# Base wide conformation?



## tinyliny (Oct 31, 2009)

How's his balance? When you mount, does he struggle to keep his balance?
That stance looks to me like he is trying to keep his balance. But, really, I don't have any personal experience with this, only have read about this.
Probably just his, "I'm a bit tired" stance. Cute horse, as you say.


----------



## 2119act (Sep 22, 2011)

well thank you for thinking he's cute as I do. it's always a bonus! ;O)

His balance is actually quite good. He stands pretty quietly when I get on. He has a balanced canter and trot but slightly dish on his right leg. I wonder if I should forget the leg thing and see if it's a chest thing...?? who knows. only the vet.


----------



## tinyliny (Oct 31, 2009)

I really don't know much about what the base wide stance can mean, other than once reading that it indicates a struggle with balance. Youi know, you read all kinds of stuff in books. riding is the true test. I do know that sometimes narrow chested horses can be more comfortable than really wide chested ones, who can tend to kind of "rock" back and forth when the go from the front leg to front right in the trot because of the greater distance between the two .


----------



## 2119act (Sep 22, 2011)

Good! Maybe that's why he's so comfortable
To ride? Thanks so much - you're easing my fears!


----------



## smrobs (Jul 30, 2008)

I wouldn't worry about it much at all. A portion of it may be due to the narrowness of his chest, but that may be just how he naturally stands as well. My horse Dobe stood like that quite often when he was younger and still very narrow. He still does occasionally, especially when he's tired, but he's never taken a lame step (he's 9 now and been ridden fairly hard since he was 3), nor had any balance issues.
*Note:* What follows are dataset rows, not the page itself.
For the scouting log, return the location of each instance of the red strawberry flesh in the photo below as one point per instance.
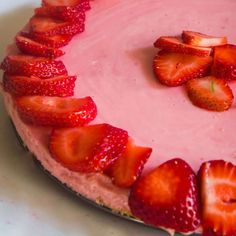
(210, 93)
(33, 66)
(218, 196)
(56, 111)
(126, 170)
(167, 197)
(173, 44)
(55, 41)
(33, 48)
(174, 69)
(85, 4)
(64, 13)
(224, 65)
(202, 40)
(47, 26)
(61, 86)
(89, 148)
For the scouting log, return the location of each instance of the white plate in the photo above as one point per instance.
(30, 203)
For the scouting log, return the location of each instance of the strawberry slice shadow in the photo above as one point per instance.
(143, 58)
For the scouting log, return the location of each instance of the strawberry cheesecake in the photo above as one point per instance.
(145, 130)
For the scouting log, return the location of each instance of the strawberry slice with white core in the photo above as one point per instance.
(224, 65)
(47, 26)
(64, 13)
(202, 40)
(55, 41)
(174, 44)
(70, 3)
(56, 111)
(167, 197)
(33, 66)
(210, 93)
(218, 196)
(89, 148)
(125, 171)
(85, 4)
(174, 69)
(61, 86)
(33, 48)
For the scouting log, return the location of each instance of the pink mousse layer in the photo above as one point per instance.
(113, 61)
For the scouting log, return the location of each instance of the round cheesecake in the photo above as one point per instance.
(113, 61)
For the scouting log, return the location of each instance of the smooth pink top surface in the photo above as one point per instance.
(113, 61)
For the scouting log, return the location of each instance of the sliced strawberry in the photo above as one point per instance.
(202, 40)
(33, 48)
(61, 86)
(47, 26)
(173, 44)
(64, 13)
(167, 197)
(72, 3)
(210, 93)
(55, 41)
(174, 69)
(33, 66)
(125, 171)
(56, 111)
(224, 65)
(89, 148)
(218, 196)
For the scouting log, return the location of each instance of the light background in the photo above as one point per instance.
(30, 203)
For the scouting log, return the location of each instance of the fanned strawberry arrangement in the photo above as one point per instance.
(206, 64)
(171, 196)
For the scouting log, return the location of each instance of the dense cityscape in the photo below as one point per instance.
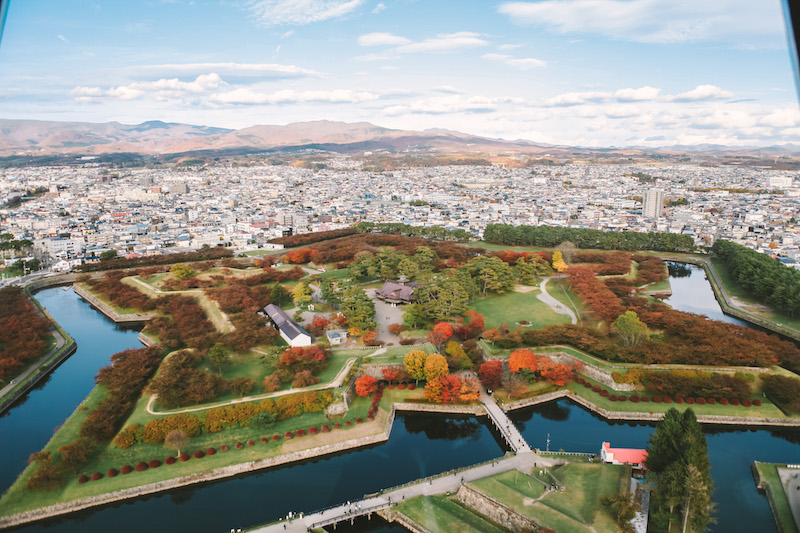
(82, 212)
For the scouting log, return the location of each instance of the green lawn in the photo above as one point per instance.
(440, 514)
(769, 473)
(578, 508)
(512, 307)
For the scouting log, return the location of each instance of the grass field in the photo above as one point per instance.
(769, 473)
(578, 508)
(512, 307)
(440, 514)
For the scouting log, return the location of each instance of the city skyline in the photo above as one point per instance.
(600, 73)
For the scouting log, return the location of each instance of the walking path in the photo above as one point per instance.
(554, 304)
(337, 382)
(201, 295)
(438, 485)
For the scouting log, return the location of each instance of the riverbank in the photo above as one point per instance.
(64, 347)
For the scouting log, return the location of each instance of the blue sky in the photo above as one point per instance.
(575, 72)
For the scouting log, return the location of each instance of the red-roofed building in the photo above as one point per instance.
(623, 456)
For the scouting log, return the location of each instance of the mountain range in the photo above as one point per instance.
(42, 138)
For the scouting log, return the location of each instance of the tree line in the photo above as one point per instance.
(551, 236)
(768, 280)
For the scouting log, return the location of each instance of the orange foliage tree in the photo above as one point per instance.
(520, 360)
(366, 385)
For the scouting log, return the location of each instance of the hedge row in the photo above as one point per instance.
(635, 398)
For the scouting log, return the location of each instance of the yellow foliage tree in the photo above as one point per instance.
(558, 262)
(435, 366)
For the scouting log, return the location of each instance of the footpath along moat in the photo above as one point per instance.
(420, 445)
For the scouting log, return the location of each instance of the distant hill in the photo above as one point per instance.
(37, 139)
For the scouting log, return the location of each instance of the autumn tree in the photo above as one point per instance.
(435, 366)
(366, 385)
(182, 271)
(522, 360)
(390, 374)
(491, 372)
(175, 440)
(631, 330)
(301, 294)
(414, 363)
(219, 356)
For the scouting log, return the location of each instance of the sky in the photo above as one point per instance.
(592, 73)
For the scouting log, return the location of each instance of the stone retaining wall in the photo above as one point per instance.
(497, 512)
(201, 477)
(109, 312)
(395, 516)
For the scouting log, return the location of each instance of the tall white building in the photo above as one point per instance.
(653, 203)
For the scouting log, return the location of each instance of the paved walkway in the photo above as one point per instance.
(554, 304)
(426, 487)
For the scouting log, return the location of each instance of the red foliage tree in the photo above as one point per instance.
(366, 385)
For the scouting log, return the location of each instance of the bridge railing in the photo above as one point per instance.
(359, 512)
(436, 476)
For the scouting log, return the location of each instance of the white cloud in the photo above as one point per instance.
(577, 98)
(782, 118)
(445, 42)
(523, 63)
(249, 96)
(656, 21)
(382, 39)
(252, 70)
(441, 105)
(299, 12)
(161, 89)
(637, 95)
(702, 92)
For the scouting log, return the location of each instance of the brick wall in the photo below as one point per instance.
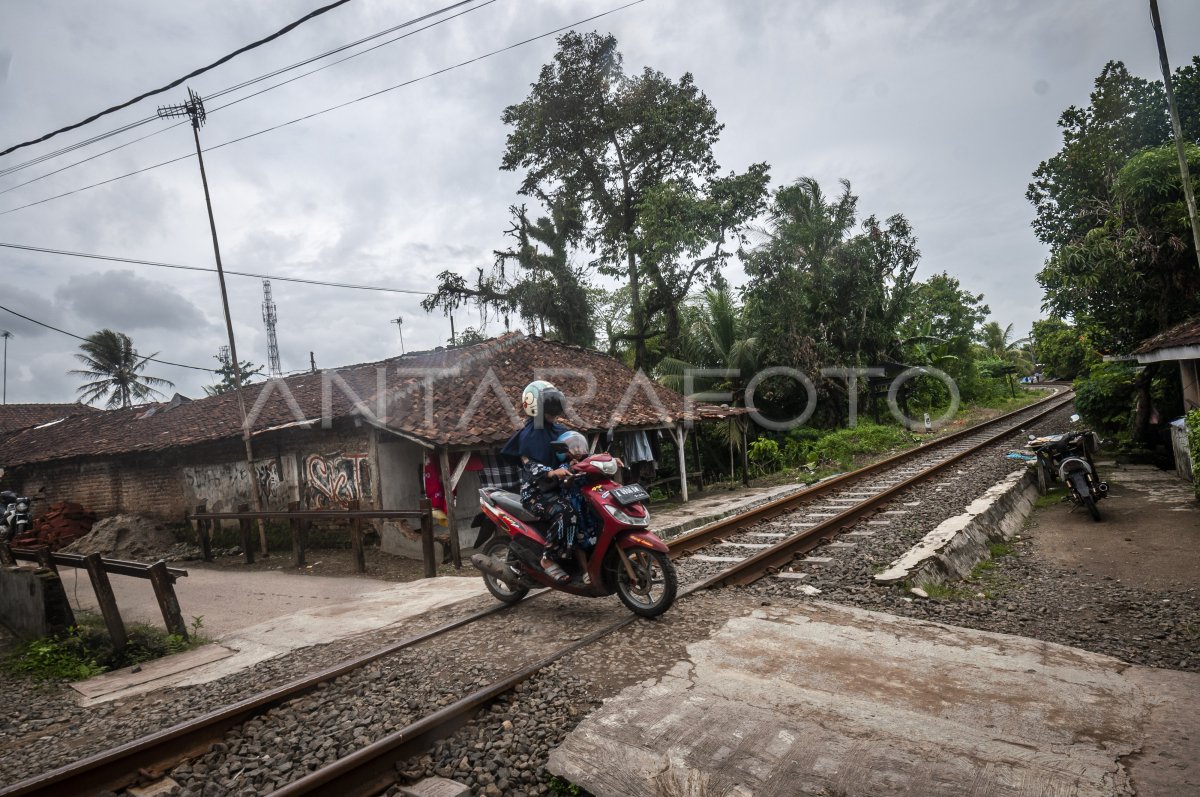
(154, 485)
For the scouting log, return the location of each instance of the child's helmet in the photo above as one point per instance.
(541, 397)
(570, 445)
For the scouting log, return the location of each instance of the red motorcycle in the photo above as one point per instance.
(625, 557)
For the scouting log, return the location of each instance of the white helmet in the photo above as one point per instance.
(539, 397)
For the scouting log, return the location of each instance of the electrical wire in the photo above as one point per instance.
(190, 75)
(81, 337)
(201, 268)
(331, 108)
(65, 150)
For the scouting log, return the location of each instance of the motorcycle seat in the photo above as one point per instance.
(511, 503)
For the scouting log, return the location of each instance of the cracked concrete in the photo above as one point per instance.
(827, 699)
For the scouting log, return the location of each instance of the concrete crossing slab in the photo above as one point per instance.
(825, 699)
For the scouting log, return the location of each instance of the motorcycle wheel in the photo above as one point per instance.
(655, 587)
(503, 592)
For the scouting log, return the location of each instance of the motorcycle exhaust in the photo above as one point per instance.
(493, 567)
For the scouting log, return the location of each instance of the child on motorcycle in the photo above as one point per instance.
(543, 483)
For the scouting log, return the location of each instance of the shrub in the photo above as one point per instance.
(1105, 396)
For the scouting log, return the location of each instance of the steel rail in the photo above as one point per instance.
(119, 767)
(371, 769)
(775, 557)
(703, 535)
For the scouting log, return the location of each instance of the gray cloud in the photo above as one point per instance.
(939, 109)
(125, 301)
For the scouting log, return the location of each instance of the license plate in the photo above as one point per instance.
(630, 493)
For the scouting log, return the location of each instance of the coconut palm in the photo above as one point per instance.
(115, 371)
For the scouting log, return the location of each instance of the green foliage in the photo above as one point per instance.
(1122, 263)
(1105, 396)
(533, 280)
(634, 155)
(1062, 349)
(85, 649)
(840, 447)
(114, 369)
(228, 378)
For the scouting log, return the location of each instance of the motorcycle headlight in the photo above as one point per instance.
(628, 520)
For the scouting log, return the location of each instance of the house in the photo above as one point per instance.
(16, 417)
(1181, 343)
(372, 432)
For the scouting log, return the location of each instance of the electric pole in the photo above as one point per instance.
(5, 334)
(1175, 127)
(195, 109)
(400, 324)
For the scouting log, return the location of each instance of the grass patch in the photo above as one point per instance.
(84, 649)
(1054, 496)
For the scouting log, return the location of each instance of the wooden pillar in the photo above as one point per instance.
(448, 490)
(431, 565)
(107, 600)
(681, 449)
(245, 527)
(45, 558)
(165, 591)
(297, 535)
(203, 533)
(360, 563)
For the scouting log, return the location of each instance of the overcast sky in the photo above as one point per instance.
(940, 111)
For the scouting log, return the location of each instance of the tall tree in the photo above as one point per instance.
(821, 293)
(630, 150)
(534, 279)
(114, 369)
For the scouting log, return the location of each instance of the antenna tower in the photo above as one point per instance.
(273, 345)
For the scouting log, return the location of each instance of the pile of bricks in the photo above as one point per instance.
(60, 526)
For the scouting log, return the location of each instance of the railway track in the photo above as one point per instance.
(743, 549)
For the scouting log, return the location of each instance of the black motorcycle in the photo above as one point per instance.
(16, 517)
(1068, 459)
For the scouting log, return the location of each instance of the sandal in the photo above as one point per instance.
(555, 571)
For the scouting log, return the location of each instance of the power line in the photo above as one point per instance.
(201, 268)
(190, 75)
(65, 150)
(81, 337)
(331, 108)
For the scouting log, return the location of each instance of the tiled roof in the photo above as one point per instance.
(13, 417)
(465, 408)
(1186, 334)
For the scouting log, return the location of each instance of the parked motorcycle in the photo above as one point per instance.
(16, 517)
(1068, 459)
(619, 555)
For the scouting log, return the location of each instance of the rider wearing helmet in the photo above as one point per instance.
(541, 473)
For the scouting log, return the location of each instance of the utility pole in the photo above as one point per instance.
(273, 343)
(400, 324)
(1175, 127)
(195, 109)
(5, 334)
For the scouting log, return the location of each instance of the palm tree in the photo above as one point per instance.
(114, 369)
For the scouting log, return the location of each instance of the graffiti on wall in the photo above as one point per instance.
(222, 487)
(333, 480)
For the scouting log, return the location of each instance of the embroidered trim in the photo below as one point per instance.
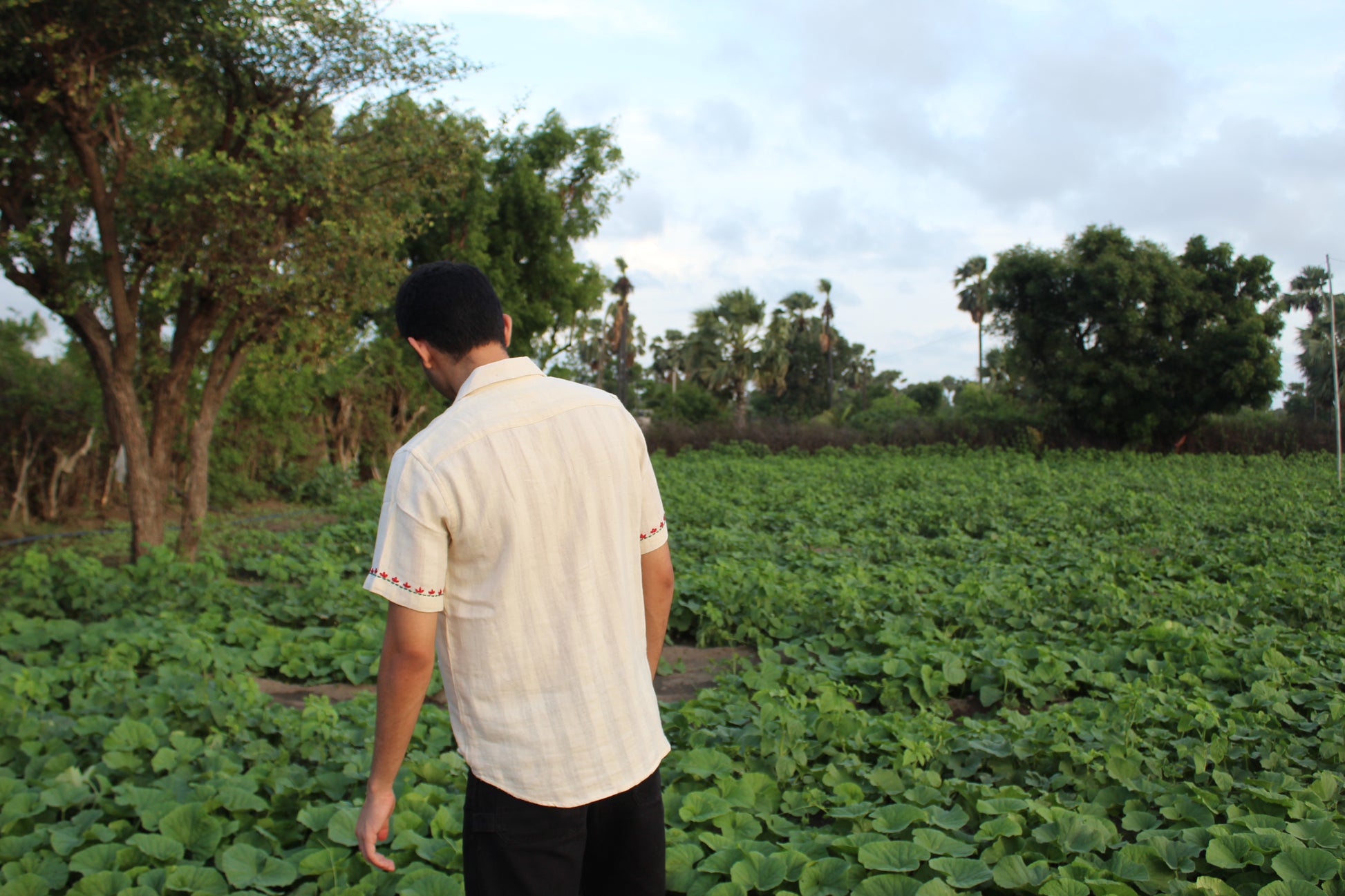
(404, 586)
(655, 531)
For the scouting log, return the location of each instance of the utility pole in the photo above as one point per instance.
(1336, 370)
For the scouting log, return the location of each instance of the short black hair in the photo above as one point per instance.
(451, 306)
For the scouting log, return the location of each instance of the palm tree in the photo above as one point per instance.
(1316, 357)
(622, 288)
(772, 368)
(669, 356)
(826, 338)
(799, 305)
(1309, 292)
(972, 299)
(739, 315)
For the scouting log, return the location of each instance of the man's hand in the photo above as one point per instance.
(657, 582)
(372, 828)
(404, 673)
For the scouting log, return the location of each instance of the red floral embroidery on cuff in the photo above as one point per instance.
(404, 586)
(655, 531)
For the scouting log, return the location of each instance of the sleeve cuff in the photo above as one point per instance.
(425, 603)
(654, 537)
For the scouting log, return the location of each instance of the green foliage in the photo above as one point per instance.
(979, 671)
(532, 194)
(1136, 345)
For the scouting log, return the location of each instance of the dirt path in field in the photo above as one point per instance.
(693, 669)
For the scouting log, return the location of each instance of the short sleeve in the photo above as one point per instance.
(411, 556)
(654, 531)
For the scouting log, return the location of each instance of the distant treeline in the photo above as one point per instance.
(223, 244)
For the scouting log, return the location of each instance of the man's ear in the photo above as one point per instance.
(423, 349)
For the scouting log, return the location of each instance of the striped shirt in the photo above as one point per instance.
(520, 515)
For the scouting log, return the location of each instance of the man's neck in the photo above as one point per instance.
(478, 357)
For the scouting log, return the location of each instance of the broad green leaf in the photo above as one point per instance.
(999, 826)
(96, 859)
(892, 856)
(948, 819)
(702, 806)
(1317, 830)
(1140, 821)
(1305, 864)
(794, 864)
(1290, 888)
(197, 880)
(705, 763)
(759, 872)
(1214, 887)
(317, 817)
(1012, 872)
(894, 819)
(248, 867)
(1064, 887)
(1001, 805)
(888, 886)
(436, 884)
(1174, 853)
(1231, 852)
(935, 887)
(726, 888)
(737, 826)
(722, 860)
(962, 873)
(26, 886)
(681, 866)
(105, 883)
(164, 849)
(194, 828)
(941, 844)
(342, 826)
(237, 799)
(826, 877)
(131, 735)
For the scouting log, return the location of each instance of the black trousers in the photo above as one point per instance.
(611, 846)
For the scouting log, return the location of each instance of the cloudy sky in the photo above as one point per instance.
(881, 144)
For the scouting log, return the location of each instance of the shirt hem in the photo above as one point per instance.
(621, 789)
(402, 598)
(655, 541)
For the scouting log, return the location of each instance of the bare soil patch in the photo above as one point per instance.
(695, 667)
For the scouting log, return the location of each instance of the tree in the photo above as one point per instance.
(772, 363)
(1133, 345)
(972, 299)
(48, 413)
(669, 357)
(622, 288)
(1309, 292)
(533, 194)
(737, 318)
(827, 336)
(174, 184)
(1316, 357)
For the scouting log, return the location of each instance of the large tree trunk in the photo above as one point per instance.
(981, 356)
(225, 363)
(19, 506)
(623, 339)
(147, 484)
(65, 466)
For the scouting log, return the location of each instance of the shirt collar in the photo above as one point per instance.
(498, 372)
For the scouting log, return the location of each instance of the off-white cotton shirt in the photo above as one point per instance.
(520, 515)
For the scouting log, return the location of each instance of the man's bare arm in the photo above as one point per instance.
(404, 671)
(657, 579)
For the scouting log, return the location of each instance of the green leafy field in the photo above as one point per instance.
(1072, 676)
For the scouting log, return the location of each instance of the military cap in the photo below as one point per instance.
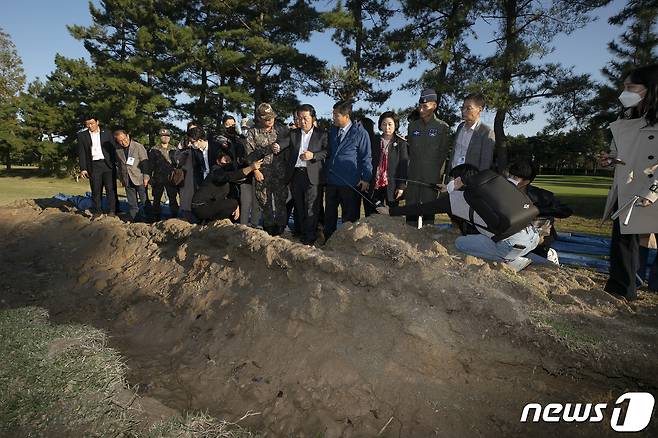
(265, 112)
(428, 95)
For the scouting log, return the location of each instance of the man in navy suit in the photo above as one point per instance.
(97, 162)
(305, 171)
(349, 167)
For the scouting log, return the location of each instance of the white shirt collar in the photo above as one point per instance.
(474, 127)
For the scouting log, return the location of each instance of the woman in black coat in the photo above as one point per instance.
(191, 160)
(390, 161)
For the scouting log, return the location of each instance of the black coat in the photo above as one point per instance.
(398, 165)
(84, 149)
(216, 186)
(318, 145)
(547, 204)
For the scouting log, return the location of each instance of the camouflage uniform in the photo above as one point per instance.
(272, 192)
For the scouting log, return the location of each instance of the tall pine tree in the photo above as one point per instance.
(12, 80)
(361, 32)
(516, 75)
(435, 34)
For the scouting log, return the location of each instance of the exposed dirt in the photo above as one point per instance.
(386, 330)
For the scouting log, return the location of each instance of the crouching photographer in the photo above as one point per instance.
(500, 213)
(212, 200)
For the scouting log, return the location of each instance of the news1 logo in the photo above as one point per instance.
(637, 416)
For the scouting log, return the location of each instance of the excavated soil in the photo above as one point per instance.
(385, 331)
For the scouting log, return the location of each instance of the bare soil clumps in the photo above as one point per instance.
(385, 331)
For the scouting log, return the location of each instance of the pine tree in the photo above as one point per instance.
(436, 33)
(130, 59)
(524, 35)
(12, 80)
(361, 28)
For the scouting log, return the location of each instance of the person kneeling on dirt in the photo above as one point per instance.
(524, 173)
(211, 201)
(510, 250)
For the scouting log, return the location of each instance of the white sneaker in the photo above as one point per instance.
(519, 263)
(552, 256)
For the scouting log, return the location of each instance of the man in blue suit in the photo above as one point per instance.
(349, 168)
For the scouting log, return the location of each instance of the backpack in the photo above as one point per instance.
(505, 209)
(177, 175)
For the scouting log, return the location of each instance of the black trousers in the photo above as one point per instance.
(102, 176)
(379, 195)
(307, 205)
(624, 262)
(349, 201)
(172, 193)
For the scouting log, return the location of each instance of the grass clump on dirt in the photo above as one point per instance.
(568, 334)
(63, 380)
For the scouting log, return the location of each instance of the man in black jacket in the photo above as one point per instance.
(305, 171)
(524, 173)
(211, 201)
(97, 161)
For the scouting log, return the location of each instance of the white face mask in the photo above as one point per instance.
(513, 181)
(630, 99)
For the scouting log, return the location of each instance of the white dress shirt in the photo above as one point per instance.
(306, 139)
(462, 142)
(96, 148)
(205, 160)
(342, 132)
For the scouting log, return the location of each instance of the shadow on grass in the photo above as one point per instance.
(26, 173)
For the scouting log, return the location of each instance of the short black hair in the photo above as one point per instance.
(389, 115)
(196, 133)
(463, 171)
(306, 107)
(344, 107)
(523, 169)
(477, 98)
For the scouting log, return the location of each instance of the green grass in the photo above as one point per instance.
(27, 183)
(586, 195)
(62, 380)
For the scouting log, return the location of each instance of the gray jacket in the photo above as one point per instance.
(138, 170)
(480, 150)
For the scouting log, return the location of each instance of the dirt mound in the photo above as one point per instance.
(387, 330)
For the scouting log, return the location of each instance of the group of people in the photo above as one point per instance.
(271, 170)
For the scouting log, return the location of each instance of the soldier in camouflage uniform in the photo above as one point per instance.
(270, 181)
(428, 141)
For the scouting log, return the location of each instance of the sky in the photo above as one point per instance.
(38, 29)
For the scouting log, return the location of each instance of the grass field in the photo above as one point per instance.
(584, 194)
(25, 182)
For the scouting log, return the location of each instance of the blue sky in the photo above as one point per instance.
(38, 29)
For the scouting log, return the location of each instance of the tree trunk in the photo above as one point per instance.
(508, 55)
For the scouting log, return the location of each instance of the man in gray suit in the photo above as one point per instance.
(133, 169)
(475, 141)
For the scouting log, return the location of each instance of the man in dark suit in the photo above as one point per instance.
(305, 171)
(474, 141)
(97, 161)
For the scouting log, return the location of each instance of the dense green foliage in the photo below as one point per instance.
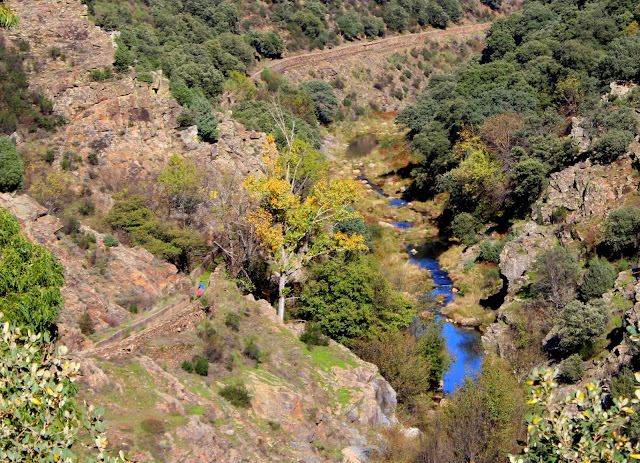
(578, 325)
(30, 279)
(40, 417)
(19, 105)
(622, 231)
(558, 274)
(593, 435)
(11, 166)
(412, 364)
(540, 66)
(481, 421)
(143, 228)
(598, 279)
(324, 99)
(571, 369)
(349, 298)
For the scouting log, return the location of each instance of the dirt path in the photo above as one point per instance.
(379, 47)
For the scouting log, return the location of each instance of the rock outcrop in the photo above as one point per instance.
(588, 190)
(100, 283)
(129, 126)
(306, 405)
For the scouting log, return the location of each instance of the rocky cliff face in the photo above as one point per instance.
(581, 197)
(319, 405)
(105, 283)
(130, 125)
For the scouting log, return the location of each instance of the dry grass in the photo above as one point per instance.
(398, 448)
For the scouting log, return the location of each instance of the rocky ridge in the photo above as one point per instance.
(101, 284)
(317, 405)
(130, 125)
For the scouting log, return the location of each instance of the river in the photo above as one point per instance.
(464, 344)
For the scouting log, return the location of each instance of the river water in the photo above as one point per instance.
(464, 344)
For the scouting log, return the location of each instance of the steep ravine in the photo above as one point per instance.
(463, 344)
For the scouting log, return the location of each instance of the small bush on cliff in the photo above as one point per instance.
(144, 228)
(201, 366)
(578, 326)
(313, 335)
(237, 395)
(31, 279)
(253, 351)
(464, 227)
(490, 251)
(349, 298)
(599, 278)
(622, 231)
(571, 369)
(11, 166)
(232, 321)
(85, 323)
(110, 241)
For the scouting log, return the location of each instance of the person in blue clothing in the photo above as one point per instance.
(200, 290)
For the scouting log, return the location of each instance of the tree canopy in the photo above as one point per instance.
(30, 279)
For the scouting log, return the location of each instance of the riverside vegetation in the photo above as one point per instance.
(482, 145)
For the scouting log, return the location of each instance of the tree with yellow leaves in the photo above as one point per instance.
(7, 18)
(295, 228)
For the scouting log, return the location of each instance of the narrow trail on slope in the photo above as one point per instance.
(381, 46)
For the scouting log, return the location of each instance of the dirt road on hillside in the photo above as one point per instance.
(380, 47)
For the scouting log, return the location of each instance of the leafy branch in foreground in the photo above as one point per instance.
(40, 419)
(582, 427)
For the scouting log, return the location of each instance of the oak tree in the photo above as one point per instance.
(294, 229)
Given that your guy is only 4, he'll likely widen up a bit more before he's done growing.


----------



## 2119act (Sep 22, 2011)

smrobs said:


> I wouldn't worry about it much at all. A portion of it may be due to the narrowness of his chest, but that may be just how he naturally stands as well. My horse Dobe stood like that quite often when he was younger and still very narrow. He still does occasionally, especially when he's tired, but he's never taken a lame step (he's 9 now and been ridden fairly hard since he was 3), nor had any balance issues.
> 
> Given that your guy is only 4, he'll likely widen up a bit more before he's done growing.


Ohhhh thank god!! Great to hear from someone who hasn't had a problem with it. I think we're going to put a deposit on him tomorrow and wait for word from the vet! Fingers crossed!!


----------